Scispot CEO Guru Singh sat down with Shiok Meats CEO Sandhya Sriram to learn all things about the alt-protein business, the current state and the future of the cultivated meat industry, and much more.
Story of a bioentrepreneur
Sandhya Sriram is a stem cell scientist by training and education as well as the CEO and co-founder of Shiok Meats — a cultivated meat and seafood company located in Singapore. Before starting Shiok Meats, Sandhya founded and ran a website called Biotechin.Asia that provides daily news about the advances of biotechnology and life sciences. It was during this time that she learned about cultivated meats that could be grown in a lab using stem cells. Captivated by this breakthrough, Sandhya decided to combine her knowledge of stem cell research and passion for sustainable food to form Shiok Meats
“Our mission is to provide healthy and sustainable meat and seafood worldwide using innovative technology.” – Sandhya Sriram, Group CEO & Co-founder
Reasons for creating cultivated seafood
Asia is a major producer and exporter of seafood, so it made sense for Sandhya and her co-founder Ka Yi to start a seafood company. It also helps them stand out from similar companies in the western world that specialize in beef, chicken, and other meats.. While there are many nutritional benefits to a seafood-rich diet, the industry itself is plagued with problems such as overuse of antibiotics, bycatch, ecological damage, and human rights issues. Shiok Meats is determined to address issues like these and change the industry for the better.

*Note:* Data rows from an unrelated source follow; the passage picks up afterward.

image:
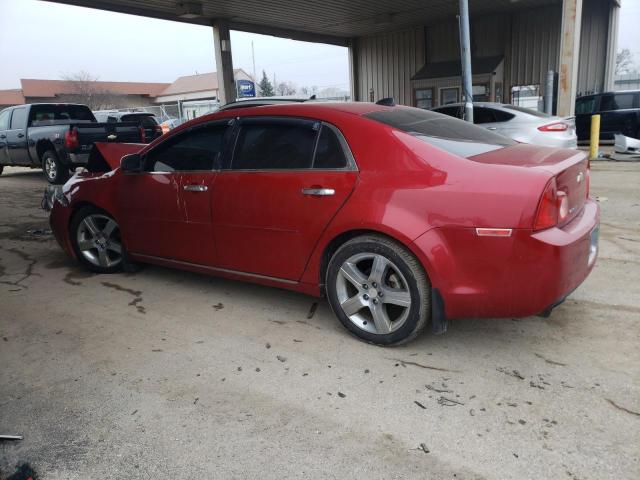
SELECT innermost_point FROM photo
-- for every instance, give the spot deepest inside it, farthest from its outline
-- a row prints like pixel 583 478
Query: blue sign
pixel 246 88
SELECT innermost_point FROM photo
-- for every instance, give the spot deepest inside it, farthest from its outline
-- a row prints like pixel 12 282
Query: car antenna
pixel 386 102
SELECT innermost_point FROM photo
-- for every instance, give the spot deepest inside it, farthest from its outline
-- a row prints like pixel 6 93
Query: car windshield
pixel 447 133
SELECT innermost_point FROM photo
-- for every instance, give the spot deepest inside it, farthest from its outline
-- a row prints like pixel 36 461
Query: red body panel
pixel 260 223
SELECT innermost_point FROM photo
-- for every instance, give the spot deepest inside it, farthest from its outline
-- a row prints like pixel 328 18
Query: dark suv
pixel 619 113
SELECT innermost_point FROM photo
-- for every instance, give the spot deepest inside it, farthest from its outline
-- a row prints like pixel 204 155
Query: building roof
pixel 11 97
pixel 197 83
pixel 479 66
pixel 51 88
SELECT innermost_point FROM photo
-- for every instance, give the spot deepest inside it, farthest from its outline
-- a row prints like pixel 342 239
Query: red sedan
pixel 401 217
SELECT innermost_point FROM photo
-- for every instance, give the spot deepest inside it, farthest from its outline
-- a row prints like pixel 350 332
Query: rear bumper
pixel 521 275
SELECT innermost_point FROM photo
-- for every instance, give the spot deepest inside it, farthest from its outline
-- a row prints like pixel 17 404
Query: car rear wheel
pixel 95 237
pixel 378 290
pixel 54 171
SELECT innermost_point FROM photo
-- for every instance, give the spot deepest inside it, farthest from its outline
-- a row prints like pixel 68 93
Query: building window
pixel 423 98
pixel 527 96
pixel 480 92
pixel 449 95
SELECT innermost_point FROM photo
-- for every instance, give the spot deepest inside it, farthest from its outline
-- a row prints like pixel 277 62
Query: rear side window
pixel 41 115
pixel 4 120
pixel 264 145
pixel 18 118
pixel 199 149
pixel 329 152
pixel 450 134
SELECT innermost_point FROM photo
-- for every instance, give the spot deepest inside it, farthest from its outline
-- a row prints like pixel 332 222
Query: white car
pixel 520 124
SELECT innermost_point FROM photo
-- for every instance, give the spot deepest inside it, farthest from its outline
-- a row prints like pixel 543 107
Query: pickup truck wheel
pixel 96 241
pixel 54 171
pixel 378 290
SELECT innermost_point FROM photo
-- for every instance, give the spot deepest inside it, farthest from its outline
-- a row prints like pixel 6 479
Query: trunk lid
pixel 570 168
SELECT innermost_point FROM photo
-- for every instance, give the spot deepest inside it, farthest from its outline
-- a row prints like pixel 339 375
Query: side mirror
pixel 131 163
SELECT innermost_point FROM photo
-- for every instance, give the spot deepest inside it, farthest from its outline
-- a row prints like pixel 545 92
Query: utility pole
pixel 253 57
pixel 465 57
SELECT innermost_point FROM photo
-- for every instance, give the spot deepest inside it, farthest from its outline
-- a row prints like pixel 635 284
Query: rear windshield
pixel 529 111
pixel 145 120
pixel 447 133
pixel 41 115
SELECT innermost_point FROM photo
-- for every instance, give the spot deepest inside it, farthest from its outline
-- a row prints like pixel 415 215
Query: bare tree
pixel 85 89
pixel 624 61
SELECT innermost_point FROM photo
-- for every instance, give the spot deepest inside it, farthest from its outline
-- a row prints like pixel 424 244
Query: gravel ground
pixel 167 374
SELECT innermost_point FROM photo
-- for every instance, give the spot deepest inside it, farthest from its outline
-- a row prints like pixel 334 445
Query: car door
pixel 17 137
pixel 4 126
pixel 166 208
pixel 286 180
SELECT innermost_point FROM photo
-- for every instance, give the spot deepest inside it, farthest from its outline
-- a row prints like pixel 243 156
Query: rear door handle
pixel 318 192
pixel 195 188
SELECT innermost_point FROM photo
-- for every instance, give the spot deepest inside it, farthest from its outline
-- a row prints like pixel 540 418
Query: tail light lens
pixel 71 140
pixel 554 127
pixel 553 207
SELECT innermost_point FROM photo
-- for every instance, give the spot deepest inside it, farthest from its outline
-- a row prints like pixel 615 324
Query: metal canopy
pixel 328 21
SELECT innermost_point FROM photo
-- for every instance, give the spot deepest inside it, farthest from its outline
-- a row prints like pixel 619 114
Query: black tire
pixel 79 231
pixel 409 277
pixel 53 170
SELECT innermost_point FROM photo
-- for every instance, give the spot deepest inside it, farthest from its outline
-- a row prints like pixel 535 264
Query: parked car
pixel 619 113
pixel 520 124
pixel 147 121
pixel 55 137
pixel 400 216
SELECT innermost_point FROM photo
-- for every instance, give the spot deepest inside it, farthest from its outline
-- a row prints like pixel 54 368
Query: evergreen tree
pixel 266 89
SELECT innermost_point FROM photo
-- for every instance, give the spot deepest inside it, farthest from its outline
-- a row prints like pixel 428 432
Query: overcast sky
pixel 46 40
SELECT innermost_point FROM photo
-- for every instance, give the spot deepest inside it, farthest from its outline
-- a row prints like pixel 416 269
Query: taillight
pixel 71 140
pixel 553 207
pixel 554 127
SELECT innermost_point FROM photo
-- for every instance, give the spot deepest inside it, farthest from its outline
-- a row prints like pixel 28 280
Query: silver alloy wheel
pixel 373 293
pixel 50 167
pixel 99 241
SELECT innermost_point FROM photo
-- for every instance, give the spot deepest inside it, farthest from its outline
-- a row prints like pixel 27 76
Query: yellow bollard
pixel 594 142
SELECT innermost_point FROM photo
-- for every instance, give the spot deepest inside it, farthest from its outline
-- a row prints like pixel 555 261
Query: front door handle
pixel 318 192
pixel 195 188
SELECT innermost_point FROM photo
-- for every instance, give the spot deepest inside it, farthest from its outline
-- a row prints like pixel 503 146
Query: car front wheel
pixel 378 290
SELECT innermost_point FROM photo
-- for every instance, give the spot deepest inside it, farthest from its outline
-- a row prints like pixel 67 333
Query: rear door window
pixel 18 119
pixel 265 144
pixel 450 134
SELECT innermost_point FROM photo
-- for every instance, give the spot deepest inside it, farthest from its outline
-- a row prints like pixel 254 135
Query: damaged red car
pixel 402 217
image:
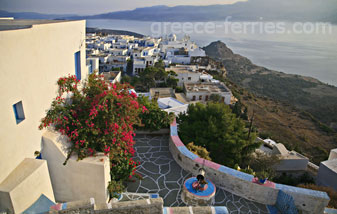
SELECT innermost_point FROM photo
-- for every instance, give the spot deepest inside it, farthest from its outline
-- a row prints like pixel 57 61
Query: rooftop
pixel 331 164
pixel 162 92
pixel 206 87
pixel 15 24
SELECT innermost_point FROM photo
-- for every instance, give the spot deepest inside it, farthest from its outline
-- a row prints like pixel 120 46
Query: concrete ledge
pixel 161 131
pixel 241 184
pixel 77 180
pixel 195 210
pixel 24 185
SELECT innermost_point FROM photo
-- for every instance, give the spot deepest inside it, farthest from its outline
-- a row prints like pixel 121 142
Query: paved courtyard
pixel 164 176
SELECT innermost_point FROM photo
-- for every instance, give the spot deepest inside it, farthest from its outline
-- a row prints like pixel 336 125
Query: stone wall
pixel 241 184
pixel 146 206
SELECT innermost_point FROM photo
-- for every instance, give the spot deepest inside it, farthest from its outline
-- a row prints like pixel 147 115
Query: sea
pixel 308 49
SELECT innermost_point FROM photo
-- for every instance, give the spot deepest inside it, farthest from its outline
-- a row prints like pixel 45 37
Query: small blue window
pixel 78 65
pixel 91 67
pixel 18 112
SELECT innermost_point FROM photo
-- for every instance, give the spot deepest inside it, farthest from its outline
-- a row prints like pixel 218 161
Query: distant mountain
pixel 32 15
pixel 305 93
pixel 251 10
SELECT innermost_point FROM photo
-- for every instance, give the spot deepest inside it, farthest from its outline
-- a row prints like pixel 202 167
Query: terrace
pixel 164 176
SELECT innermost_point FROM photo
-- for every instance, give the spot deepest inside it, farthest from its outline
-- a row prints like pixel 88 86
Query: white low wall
pixel 26 183
pixel 77 180
pixel 241 184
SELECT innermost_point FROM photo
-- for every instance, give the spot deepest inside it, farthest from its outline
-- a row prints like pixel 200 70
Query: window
pixel 78 65
pixel 18 112
pixel 90 67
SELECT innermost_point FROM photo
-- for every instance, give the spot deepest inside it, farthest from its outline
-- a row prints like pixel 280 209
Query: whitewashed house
pixel 46 50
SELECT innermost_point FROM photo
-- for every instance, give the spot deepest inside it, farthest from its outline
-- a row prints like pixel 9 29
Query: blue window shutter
pixel 78 65
pixel 18 112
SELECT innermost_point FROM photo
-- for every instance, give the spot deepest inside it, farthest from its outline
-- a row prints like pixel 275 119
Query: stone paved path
pixel 164 176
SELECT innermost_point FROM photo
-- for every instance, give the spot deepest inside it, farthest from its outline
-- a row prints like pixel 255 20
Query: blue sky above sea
pixel 90 7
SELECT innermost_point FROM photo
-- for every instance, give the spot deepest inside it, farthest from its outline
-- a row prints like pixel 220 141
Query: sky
pixel 93 6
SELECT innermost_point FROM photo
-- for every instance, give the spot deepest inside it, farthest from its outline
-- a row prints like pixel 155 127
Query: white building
pixel 118 52
pixel 139 66
pixel 93 64
pixel 185 75
pixel 202 91
pixel 34 55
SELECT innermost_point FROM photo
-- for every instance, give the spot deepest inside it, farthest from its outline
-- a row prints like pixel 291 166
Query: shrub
pixel 219 130
pixel 198 150
pixel 99 117
pixel 332 193
pixel 115 188
pixel 155 118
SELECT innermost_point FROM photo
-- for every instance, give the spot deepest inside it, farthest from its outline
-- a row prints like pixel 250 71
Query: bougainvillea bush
pixel 97 117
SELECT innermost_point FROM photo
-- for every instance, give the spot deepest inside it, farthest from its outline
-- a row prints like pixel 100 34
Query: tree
pixel 98 117
pixel 223 134
pixel 155 118
pixel 198 150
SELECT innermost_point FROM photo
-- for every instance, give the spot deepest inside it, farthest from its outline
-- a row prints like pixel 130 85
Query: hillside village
pixel 45 177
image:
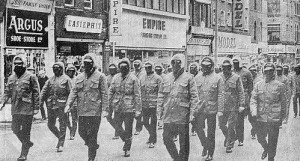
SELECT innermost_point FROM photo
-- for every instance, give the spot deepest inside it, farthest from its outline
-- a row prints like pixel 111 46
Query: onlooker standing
pixel 91 92
pixel 268 105
pixel 23 89
pixel 125 100
pixel 176 104
pixel 42 78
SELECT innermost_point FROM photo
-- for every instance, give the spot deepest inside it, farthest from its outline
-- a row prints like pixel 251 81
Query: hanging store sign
pixel 31 5
pixel 83 24
pixel 25 28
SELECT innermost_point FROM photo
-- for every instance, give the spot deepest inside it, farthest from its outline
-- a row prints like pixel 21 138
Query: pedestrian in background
pixel 55 93
pixel 42 78
pixel 91 92
pixel 72 115
pixel 247 81
pixel 268 106
pixel 125 100
pixel 211 95
pixel 23 89
pixel 234 99
pixel 176 104
pixel 149 92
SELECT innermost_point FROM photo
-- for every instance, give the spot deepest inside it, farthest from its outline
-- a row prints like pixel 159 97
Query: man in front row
pixel 268 105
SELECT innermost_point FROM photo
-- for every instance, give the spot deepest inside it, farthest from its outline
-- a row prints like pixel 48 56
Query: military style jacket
pixel 268 101
pixel 211 92
pixel 149 90
pixel 24 93
pixel 91 94
pixel 125 94
pixel 177 98
pixel 56 91
pixel 234 96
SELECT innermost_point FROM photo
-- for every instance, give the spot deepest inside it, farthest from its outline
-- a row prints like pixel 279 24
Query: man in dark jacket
pixel 55 93
pixel 23 89
pixel 268 105
pixel 91 92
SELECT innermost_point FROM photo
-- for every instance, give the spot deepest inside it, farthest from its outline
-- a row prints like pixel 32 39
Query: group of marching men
pixel 146 94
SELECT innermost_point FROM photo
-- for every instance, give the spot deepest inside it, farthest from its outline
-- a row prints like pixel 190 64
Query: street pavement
pixel 111 150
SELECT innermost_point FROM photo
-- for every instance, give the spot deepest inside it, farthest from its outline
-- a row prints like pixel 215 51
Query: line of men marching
pixel 175 99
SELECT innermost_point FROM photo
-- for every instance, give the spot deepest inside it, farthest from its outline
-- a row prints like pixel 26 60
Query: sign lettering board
pixel 26 28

Determination and persistence are two essential qualities for entrepreneurs
Have you ever taken a boat to a different island every day just so you could keep your startup dream alive? Probably not, but this is a part of Sandhya’s unique entrepreneurial experience.
The startup ecosystem in Singapore is not very biotech-friendly so that made starting a biotech company incredibly difficult. Biotech companies require lab space with expensive equipment that biotech entrepreneurs can’t afford, so they resort to shared labs when available.
For Sandhya, this meant taking a boat to an island every day where she could work in a lab and run her experiments. Logistical issues aside, Sandhya faced challenges raising money and criticisms from others who doubted her. This only strengthened her determination to press forward
Using stem cells to create the food of the future
Simply put, meat is made up of muscle fat, connective tissue, and blood cells — substances that Sandhya and her team can cultivate without the need of an entire animal. They take stem cells from animals and grow them in bioreactors while providing all the essential nutrients required. After these cells have grown in large numbers, they are differentiated, which is a process in which stem cells can be programmed to grow into any required tissue. In this case, these stem cells are differentiated into muscle cells. After four to six weeks they have muscle tissue that tastes exactly like the real thing.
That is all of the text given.